Appeals Court to Hear Durham Schools Discrimination Lawsuit
Posted July 6, 2007
Updated July 7, 2007
Raleigh, N.C. — The North Carolina Court of Appeals will hear a lawsuit accusing Durham Public Schools of targeting black students.
The complaint, filed more than a year ago, claims former school Superintendent Ann Denlinger and the Board of Education violated the civil rights of black students for suspending them without due process.
Oral arguments are set for September. A motion to dismiss the suit has not yet been ruled on.
North Carolina Central University law professor Patti Solari claims that in one year, black students made up about 80 percent of those suspended without an opportunity to be heard.
"They're targeting them based on race," she said.

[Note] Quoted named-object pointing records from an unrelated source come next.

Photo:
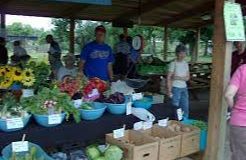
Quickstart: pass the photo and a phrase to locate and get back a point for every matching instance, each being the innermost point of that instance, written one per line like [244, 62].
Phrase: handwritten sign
[118, 133]
[234, 25]
[54, 119]
[20, 146]
[147, 125]
[137, 96]
[163, 122]
[129, 108]
[14, 123]
[138, 125]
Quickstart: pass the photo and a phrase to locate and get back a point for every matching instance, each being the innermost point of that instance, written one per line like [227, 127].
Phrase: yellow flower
[6, 83]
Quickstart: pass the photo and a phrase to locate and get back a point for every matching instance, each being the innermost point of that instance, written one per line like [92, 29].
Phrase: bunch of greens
[41, 71]
[111, 152]
[10, 108]
[39, 104]
[31, 155]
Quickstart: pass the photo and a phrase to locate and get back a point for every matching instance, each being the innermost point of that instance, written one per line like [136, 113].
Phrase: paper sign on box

Former PTA Council President Jack Gibson has disputed the claim, calling it an inaccurate assessment of what has occurred.
"We have a higher population of blacks than we do whites," he said.
Black students make up about 55 percent of the school system's total population, white students make up about 24 percent, and other races comprise the remaining population.
Ann Majestic, attorney for the Durham school board, has said there is no evidence to support the claim of suspensions based on race and that many of the students listed in the lawsuit don't dispute they were involved in misconduct.
The original trial judge sided with the school board and threw out the case.